- hiccoughs
- Four remedies for hiccups are generally quoted. One is to breathe into a paper bag (in and out, as long as it takes), another is to hold one's breath. The third is to drink a cup of water backwards, that is out of the opposite side of the cup than normal, which can be done by bending over and tilting the cup slightly away from you (with your chin inside the cup). The fourth is to be startled out of them by someone making you jump. Earlier remedies tend to be more complex. 'Take a cup of water, and say: Hiccups, Jiccups, Rise up Jacob, Seven gullups in the cup, Cure Hiccups' (Jones-Baker, 1977: 99). A correspondent in N&Q (5s:3 (1865), 465) writes that you must cross the front of the left shoe with the forefinger of the right hand, while you repeat the Lord's Prayer backwards.
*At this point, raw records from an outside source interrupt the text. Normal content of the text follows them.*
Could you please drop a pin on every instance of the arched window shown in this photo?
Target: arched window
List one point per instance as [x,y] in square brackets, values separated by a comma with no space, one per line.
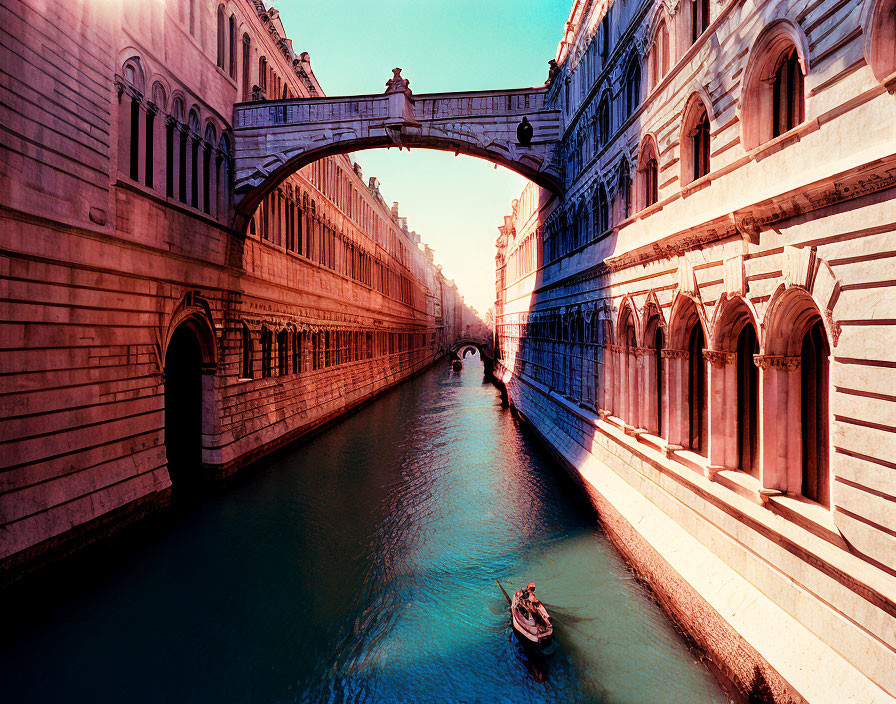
[247,78]
[624,194]
[699,18]
[654,341]
[267,340]
[695,141]
[172,143]
[282,353]
[221,39]
[208,145]
[632,86]
[627,388]
[747,400]
[814,414]
[194,157]
[787,95]
[649,173]
[247,353]
[297,340]
[773,99]
[601,208]
[659,55]
[603,122]
[132,109]
[605,37]
[697,436]
[232,46]
[222,179]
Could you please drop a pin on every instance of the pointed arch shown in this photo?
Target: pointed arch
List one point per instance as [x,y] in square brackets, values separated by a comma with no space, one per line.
[648,172]
[767,107]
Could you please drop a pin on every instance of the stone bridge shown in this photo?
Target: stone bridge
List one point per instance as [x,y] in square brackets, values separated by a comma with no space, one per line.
[483,343]
[275,138]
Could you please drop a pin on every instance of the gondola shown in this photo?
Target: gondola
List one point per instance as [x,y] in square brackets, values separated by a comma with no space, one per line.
[531,625]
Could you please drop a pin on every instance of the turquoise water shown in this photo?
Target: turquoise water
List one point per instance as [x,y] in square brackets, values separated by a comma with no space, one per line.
[359,567]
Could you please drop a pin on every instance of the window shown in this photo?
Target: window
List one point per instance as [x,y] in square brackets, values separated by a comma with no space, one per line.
[132,102]
[773,99]
[747,400]
[699,18]
[232,46]
[659,55]
[814,414]
[695,141]
[632,86]
[649,173]
[207,146]
[787,95]
[603,122]
[266,344]
[297,344]
[247,353]
[220,53]
[605,37]
[697,391]
[282,353]
[625,191]
[194,158]
[247,79]
[601,216]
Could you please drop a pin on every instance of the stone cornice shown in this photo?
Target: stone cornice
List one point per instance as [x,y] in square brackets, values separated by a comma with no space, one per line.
[718,358]
[767,361]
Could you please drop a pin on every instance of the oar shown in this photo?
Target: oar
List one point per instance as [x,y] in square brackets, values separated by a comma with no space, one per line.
[502,591]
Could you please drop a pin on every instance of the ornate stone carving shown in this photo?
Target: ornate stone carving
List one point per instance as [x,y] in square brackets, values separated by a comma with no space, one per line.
[733,272]
[765,361]
[397,84]
[719,358]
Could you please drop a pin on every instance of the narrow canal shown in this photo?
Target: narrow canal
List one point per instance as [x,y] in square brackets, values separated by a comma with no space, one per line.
[359,568]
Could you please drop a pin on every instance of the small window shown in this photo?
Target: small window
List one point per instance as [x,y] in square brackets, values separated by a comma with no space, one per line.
[220,54]
[633,87]
[266,345]
[247,353]
[699,18]
[787,95]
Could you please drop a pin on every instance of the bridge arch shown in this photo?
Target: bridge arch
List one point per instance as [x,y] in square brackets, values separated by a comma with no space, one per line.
[274,139]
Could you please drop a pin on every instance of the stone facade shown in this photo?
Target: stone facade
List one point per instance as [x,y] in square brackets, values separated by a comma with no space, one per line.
[145,339]
[703,327]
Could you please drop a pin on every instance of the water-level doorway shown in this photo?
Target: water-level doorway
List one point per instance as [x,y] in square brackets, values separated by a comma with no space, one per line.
[183,407]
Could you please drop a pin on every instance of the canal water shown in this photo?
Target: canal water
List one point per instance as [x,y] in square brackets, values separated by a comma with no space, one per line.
[360,567]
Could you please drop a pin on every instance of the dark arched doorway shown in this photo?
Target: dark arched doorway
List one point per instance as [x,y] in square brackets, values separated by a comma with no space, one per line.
[183,407]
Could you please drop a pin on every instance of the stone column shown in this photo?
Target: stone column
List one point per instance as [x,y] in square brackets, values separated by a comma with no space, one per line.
[780,441]
[676,397]
[722,411]
[159,151]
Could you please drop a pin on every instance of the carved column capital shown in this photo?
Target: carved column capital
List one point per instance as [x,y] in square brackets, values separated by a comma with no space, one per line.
[718,358]
[767,361]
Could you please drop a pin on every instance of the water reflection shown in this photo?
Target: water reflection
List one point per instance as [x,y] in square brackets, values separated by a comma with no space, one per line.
[361,568]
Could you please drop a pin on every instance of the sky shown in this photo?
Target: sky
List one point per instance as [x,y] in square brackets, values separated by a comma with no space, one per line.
[455,203]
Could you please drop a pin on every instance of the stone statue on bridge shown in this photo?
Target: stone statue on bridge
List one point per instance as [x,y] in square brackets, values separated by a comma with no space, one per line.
[397,84]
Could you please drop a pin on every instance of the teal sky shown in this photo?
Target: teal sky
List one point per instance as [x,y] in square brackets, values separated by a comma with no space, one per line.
[455,203]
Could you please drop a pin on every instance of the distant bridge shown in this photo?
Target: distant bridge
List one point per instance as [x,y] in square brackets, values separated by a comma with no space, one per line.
[483,343]
[273,139]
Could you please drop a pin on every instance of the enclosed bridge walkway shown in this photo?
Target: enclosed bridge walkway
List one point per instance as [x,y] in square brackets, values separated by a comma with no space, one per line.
[276,138]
In the 1820s, Edward Moor recommended holding the breath and saying, three times, 'Hiccup - sniccup - look up - right up - three drops in a cup - is good for the hiccup' (Moor, 1823: 167); long before that, in 1584, Reginald *Scot commented, 'Some will hold fast their left thombe in their right hand when they hickot; or else will hold their chinne with their right hand whiles a gospell is soong.' Opie and Tatem, 1989: 198-9.
A Dictionary of English folklore. Jacqueline Simpson & Steve Roud. 2014.